Luca Bianchi : Nous sommes aujourd’hui un peu plus professionnels. Au début, Bianchi était une entreprise de 40 personnes. Lorsque nous avons repris l’entreprise, ils étaient 300 et aujourd’hui, ils sont encore plus nombreux. Les structures étaient toujours celles d’une PME de 40 employés. De ce fait, trop de responsabilités pesaient sur les épaules de nos pères. Nous sommes désormais plus professionnels, ce qui nous permet de faire tourner l’entreprise même lorsque nous ne sommes pas là.
Comment s’est passée votre entrée dans l’entreprise ? Deux étudiants ! Les employés de l’entreprise vous ont-ils pris au sérieux ?
Dario Bianchi : Nos pères ont toujours vécu l’entreprise de manière très familiale. Et nous avons fait partie de cette famille dès le début. C’est pourquoi il y a toujours eu un grand respect. Et pour beaucoup, c’était une certitude qu’une nouvelle génération reprendrait l’entreprise.
Luca Bianchi : Un changement de génération est d’une part difficile, mais représente en même temps une grande valeur ajoutée. Les employés savent que l’entreprise va continuer et qu’elle ne sera pas vendue à un grand acteur quelconque. Nous avons toujours ressenti ce soutien. Et nous avons suivi un programme d’introduction très large. Nous avons été formés dans tous les domaines.
Dario Bianchi : Il y a certainement eu quelques personnes qui ont eu du mal à accepter que nous reprenions l’entreprise. Mais entre-temps, ils ont accepté que quelqu’un vienne avec de nouvelles idées.
Luca Bianchi : Cela a certainement demandé une certaine humilité de notre part. Nous avons le savoir-faire économique. Du point de vue du produit, nous avons certainement dû apprendre beaucoup de choses.
Les cousins et co-CEO de Bianchi SA sont toujours d’accord sur les questions commerciales. Une nouveauté chez Bianchi : le kanpachi du Golfe du Mexique.
Dario, vous vous occupez de la viande. Luca, vous vous occupez du poisson. Comment s’est faite cette répartition ?

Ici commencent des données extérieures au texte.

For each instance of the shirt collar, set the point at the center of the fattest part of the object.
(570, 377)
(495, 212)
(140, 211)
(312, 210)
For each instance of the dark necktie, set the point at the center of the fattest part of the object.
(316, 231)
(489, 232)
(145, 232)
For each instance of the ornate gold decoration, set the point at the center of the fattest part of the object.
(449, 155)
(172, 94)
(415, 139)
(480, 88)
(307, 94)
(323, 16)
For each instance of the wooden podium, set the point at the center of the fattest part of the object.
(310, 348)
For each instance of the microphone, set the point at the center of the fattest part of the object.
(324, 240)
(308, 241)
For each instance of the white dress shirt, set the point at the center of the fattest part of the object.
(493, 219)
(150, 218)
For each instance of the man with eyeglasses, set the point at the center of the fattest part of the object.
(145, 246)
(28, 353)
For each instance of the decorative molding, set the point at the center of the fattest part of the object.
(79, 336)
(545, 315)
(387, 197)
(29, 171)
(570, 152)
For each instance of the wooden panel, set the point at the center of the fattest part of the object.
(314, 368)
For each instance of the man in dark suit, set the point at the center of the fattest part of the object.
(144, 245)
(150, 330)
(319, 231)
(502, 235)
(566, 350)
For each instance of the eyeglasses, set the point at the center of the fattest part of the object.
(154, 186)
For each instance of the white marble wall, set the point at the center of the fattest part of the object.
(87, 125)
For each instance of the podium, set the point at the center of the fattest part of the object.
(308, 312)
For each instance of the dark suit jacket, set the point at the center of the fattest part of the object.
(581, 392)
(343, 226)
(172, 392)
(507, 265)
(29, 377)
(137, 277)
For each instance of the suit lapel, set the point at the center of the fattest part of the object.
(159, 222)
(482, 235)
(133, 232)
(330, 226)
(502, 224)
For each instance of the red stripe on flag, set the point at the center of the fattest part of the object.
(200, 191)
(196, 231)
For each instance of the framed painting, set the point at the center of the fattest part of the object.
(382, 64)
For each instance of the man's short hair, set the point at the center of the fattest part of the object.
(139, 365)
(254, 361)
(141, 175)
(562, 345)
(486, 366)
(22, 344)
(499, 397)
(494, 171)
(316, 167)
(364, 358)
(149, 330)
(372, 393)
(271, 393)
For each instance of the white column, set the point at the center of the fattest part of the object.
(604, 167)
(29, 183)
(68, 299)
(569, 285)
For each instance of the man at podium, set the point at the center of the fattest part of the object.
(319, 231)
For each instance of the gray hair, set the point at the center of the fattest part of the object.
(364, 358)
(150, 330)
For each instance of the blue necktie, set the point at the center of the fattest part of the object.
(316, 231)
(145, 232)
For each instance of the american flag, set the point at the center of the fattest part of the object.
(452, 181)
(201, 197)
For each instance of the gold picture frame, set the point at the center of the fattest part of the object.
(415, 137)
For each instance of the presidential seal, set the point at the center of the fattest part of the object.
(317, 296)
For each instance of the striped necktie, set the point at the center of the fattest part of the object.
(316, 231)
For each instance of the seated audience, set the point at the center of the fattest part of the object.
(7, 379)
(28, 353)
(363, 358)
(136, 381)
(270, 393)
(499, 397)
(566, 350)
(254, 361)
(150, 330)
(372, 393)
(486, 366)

Luca Bianchi : Nous avons tous les deux tout regardé et acquis le savoir-faire. Lorsque nos pères étaient responsables, nous avons décidé de travailler en croix. Cela signifie que j’ai fait le poisson avec Giulio, le père de Dario, et que Dario s’est occupé de la viande avec mon père. Cette répartition a permis de réduire la pression. C’était certainement plus facile de travailler avec l’oncle qu’avec le père. Cette formule a fait ses preuves et maintenant les intérêts ont évolué en conséquence.
Les chefs aiment les produits des petits producteurs. Bianchi aussi s’en mêle et intègre de plus en plus de produits régionaux particuliers dans son assortiment. Je pense par exemple au wagyu d’Argovie ou à l’Apfelsäuli de Thurgovie ? De tels produits de niche sont-ils rentables ?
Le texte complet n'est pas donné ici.